Uma característica das grandes metrópóles da América Latina é a presença, na periferia, de uma grande quantidade de favelas. Nelas, as habitações são humildes, sem quintal ou jardim que as separe e, ao invés de um telhado, uma lage de cimento. Além de servir de cobertura e futuro suporte para um sobradinho, esse artifício da construção civil tem outras utilidades - serve como quintal para estender roupa, área de lazer e confraternização, onde são realizadas festas, churrascos e onde também, as mocinhas ganham uma cor nos finais de semana ensolarados. Tanto assim que, segundo lenda que circula nessas cidades, existe um tal de concurso da Garota da Lage, criado para escolher a garota da periferia com o bronzeado mais bonito. Todo o mundo já ouviu falar disso, contudo, ninguém sabe quem o patrocina e em que canal de tevê se pode vê-lo.
Pois bem - no dia 29 de dezembro, estava lendo o jornal, quando deparei com a notícia de que Azelina Viana da Silva, uma merendeira aposentada, de 76 anos, moradora da favela do Morro do Pavão-Pavãozinho, estava organizando o Primeiro Reveillon na Lage. Segundo a reportagem, essa senhora, moradora do local há 76 anos, tem uma vista priveligiada da Praia de Copacabana, desde que se suba na lage de seu barraco. Ao longo dos anos, sempre convidava parentes e amigos para apreciarem a queima de fogos na passagem do ano, reunindo todos na lage de sua residência. Após a queima dos fogos, todos ficavam por ali mesmo, bebendo, comendo alguma coisa, comemorando a passagem do ano.
Acontece que dona Azelina teve um estalo e além dos parentes e amigos, decidiu convidar turistas para ver a queima de fogos, organizando assim o primeiro reveillon na lage. Devidamente assessorada por agência de turismo,ela investiu num segmento do mercado que é abundante nessa época do ano, no Rio de Janeiro - o do turista que não tem onde passar o reveillon. Cada um pagará a quantia de 250 reais,mais ou menos 110 euros, com direito a salgadinhos, espumante e caipirinha. A idéia empolgou a todos e já se fala na construção de cerca de 40 lages para o reveillon deste ano. É isso ai, dona Azelina - força no salgadinho. Quem sabe, daqui alguns anos, a senhora poderá comprar uma casa no asfalto, com o dinheiro arrecadado com mais essa modalidade de investimento.
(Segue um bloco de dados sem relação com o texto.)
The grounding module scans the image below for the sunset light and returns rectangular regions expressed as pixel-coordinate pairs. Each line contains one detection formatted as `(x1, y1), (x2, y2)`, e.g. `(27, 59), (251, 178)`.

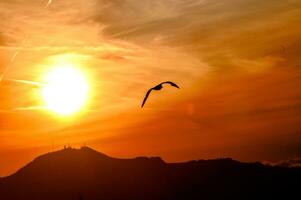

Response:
(42, 66), (89, 115)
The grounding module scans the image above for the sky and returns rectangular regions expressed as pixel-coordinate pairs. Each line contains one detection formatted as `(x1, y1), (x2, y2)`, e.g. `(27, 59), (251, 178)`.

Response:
(0, 0), (301, 176)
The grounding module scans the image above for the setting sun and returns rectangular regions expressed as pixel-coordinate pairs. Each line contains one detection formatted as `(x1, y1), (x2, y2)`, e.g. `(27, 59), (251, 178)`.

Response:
(42, 66), (89, 115)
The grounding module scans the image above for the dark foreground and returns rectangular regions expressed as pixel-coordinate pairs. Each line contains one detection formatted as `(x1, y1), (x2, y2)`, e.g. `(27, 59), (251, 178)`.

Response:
(0, 147), (301, 200)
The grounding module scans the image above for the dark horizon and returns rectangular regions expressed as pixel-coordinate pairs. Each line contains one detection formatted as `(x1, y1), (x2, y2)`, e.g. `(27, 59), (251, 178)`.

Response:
(0, 147), (301, 200)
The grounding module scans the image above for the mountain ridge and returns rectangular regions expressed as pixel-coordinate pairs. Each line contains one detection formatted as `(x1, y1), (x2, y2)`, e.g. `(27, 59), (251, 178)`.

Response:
(0, 147), (301, 200)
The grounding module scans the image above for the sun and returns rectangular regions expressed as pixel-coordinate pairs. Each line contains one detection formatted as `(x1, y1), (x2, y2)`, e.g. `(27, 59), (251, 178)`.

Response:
(42, 66), (89, 116)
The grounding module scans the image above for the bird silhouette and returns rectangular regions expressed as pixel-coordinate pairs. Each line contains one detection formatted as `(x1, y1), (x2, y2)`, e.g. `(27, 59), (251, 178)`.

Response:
(141, 81), (180, 108)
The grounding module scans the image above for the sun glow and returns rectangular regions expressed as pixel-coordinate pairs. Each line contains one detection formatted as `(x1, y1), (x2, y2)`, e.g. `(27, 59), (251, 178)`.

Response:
(42, 66), (89, 115)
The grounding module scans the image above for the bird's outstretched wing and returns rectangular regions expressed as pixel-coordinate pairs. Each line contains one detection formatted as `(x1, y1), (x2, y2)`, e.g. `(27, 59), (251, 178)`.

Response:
(141, 88), (153, 108)
(161, 81), (180, 89)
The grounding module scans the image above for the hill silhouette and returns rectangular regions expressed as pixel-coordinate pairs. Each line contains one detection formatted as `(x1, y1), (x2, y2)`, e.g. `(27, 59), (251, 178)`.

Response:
(0, 147), (301, 200)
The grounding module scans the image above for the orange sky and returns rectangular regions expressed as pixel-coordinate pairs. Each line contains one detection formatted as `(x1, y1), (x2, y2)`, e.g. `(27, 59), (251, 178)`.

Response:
(0, 0), (301, 176)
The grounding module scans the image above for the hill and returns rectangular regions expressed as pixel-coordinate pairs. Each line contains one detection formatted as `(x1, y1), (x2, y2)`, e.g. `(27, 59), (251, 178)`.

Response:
(0, 147), (301, 200)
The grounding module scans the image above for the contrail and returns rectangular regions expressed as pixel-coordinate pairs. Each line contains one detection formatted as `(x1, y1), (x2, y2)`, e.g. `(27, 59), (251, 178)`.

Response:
(0, 35), (28, 83)
(3, 79), (46, 88)
(0, 0), (52, 84)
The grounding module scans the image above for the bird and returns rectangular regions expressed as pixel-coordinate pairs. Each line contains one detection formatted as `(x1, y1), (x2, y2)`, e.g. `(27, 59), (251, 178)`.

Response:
(141, 81), (180, 108)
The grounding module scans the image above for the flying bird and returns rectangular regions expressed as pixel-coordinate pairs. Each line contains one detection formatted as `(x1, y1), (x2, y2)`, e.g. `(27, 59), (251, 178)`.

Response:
(141, 81), (180, 108)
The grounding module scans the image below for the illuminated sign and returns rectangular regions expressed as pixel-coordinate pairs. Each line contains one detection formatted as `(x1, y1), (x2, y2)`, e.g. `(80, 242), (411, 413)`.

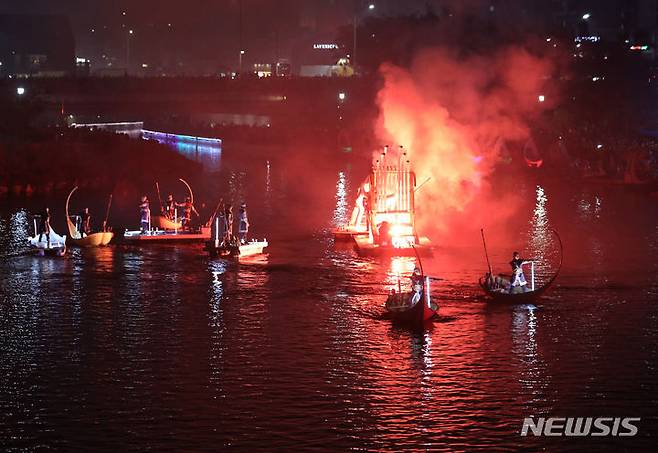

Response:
(574, 36), (601, 43)
(313, 44), (338, 50)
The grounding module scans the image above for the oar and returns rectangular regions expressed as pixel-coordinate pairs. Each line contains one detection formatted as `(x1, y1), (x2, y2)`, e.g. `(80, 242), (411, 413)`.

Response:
(206, 198), (224, 225)
(480, 228), (493, 277)
(103, 194), (112, 232)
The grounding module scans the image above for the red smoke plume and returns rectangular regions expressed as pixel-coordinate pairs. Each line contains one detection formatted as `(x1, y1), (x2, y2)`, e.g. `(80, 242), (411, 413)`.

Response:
(377, 47), (553, 242)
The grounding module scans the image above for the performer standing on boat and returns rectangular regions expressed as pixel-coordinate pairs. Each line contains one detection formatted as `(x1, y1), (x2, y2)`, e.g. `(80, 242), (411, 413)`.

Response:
(80, 208), (91, 237)
(509, 252), (531, 293)
(164, 194), (176, 220)
(39, 207), (50, 248)
(238, 202), (249, 244)
(377, 221), (392, 247)
(411, 266), (424, 305)
(224, 204), (233, 244)
(139, 195), (151, 234)
(176, 197), (199, 230)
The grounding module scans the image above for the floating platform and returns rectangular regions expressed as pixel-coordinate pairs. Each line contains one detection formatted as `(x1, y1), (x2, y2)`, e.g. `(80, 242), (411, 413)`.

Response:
(123, 228), (210, 243)
(354, 236), (434, 256)
(205, 239), (270, 257)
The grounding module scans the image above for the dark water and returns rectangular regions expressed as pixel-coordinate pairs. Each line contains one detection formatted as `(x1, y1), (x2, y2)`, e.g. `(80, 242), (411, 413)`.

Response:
(0, 148), (658, 451)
Só pra terminar - na tarde do dia 31, estava eu na Avenida Ipiranga, vendo os participantes da Corrida de São Silvestre, quando encontrei Naja Maria. Até aquele instante, não sabia que ela se interessava por essa modalidade de esporte. Contei o fato para ela, que mora numa cobertura chiquérrima de Higienópolis, herança dos tempos dos barões do café. Ela refletiu um pouco e disse que vai também alugar a cobertura de seu apartamento, não para queima de fogos de reveillon. Acompanhando a tendência da época, ela pretende alugar sua cobertura, para pessoas depressivas, com tendências suicidas. Além do aluguel do local, o serviço incluiria, entre outros: comidas e bebidas para até 5 acompanhantes, serviços religiosos, serviços de digitação para aqueles que quiserem deixar uma cartinha de despedida, etc. Fico por aqui, pois, se transformar em letras tudo o que Naja Maria disse , tenho certeza de que meu próximo reveillon será embaixo de alguma coisa que nada tem a ver com lage.